Dr. Susan Baur, an 81-year-old avid swimmer, decided she had seen enough trash at the bottom of ponds in Cape Cod, so she wanted to do something about it.

About four years ago, she formed a group affectionately called “Old Ladies Against Underwater Garbage”, or “OLAUG” for short. They’ve been pulling trash from some of the 996 fresh water ponds on the Cape ever since.

“It’s kind of a treasure hunt for stuff that’s not supposed to be there,” Baur told WBZ-TV.

She and her group have pulled all kinds of things out of ponds from golf balls to dog toys to beer cans and Gatorade bottles.

The oddest thing she’s ever found? A garden gnome!

“A treasure on land ceases to be a treasure when it’s under water,” Baur said.

There are a few requirements to consider when joining “OLAUG.” First, you have to be over 64 years old. Secondly, you have to be a proficient swimmer and able to pass a test administered by Baur.

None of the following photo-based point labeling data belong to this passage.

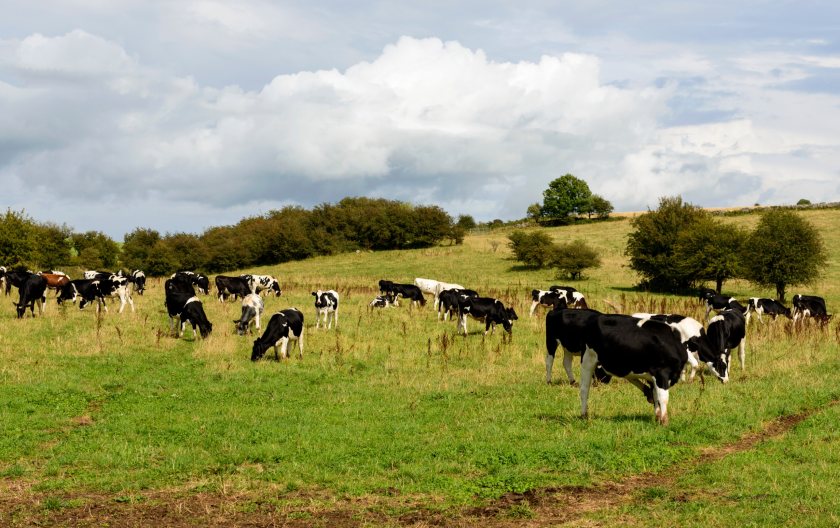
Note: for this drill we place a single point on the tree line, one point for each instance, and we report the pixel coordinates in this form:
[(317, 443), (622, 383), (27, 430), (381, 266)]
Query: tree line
[(679, 246), (282, 235)]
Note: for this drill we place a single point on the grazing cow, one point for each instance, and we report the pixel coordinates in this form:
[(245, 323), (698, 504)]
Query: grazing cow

Though the water temperature was a chilly 55 degrees Fahrenheit, that didn’t stop me from joining “OLAUG” on their last dive of the season in Falmouth earlier this month. In a normal year, the group starts diving for trash in May and will wrap up by early October. But the record warmth of summer into fall kept them underwater for a couple of extra weeks this year.

Every piece of trash we found that day was off-loaded onto a kayak, which was out on-the-water trash hauler for the afternoon.

To anyone who thinks getting old means feeling old, Baur and the rest of the group are proving that’s just, well, rubbish.

“One of our secret weapons is we don’t care what we look like. We are encased in black stuff, we can drag stuff out of the pond. We are past the stage where vanity [matters],” said Baur.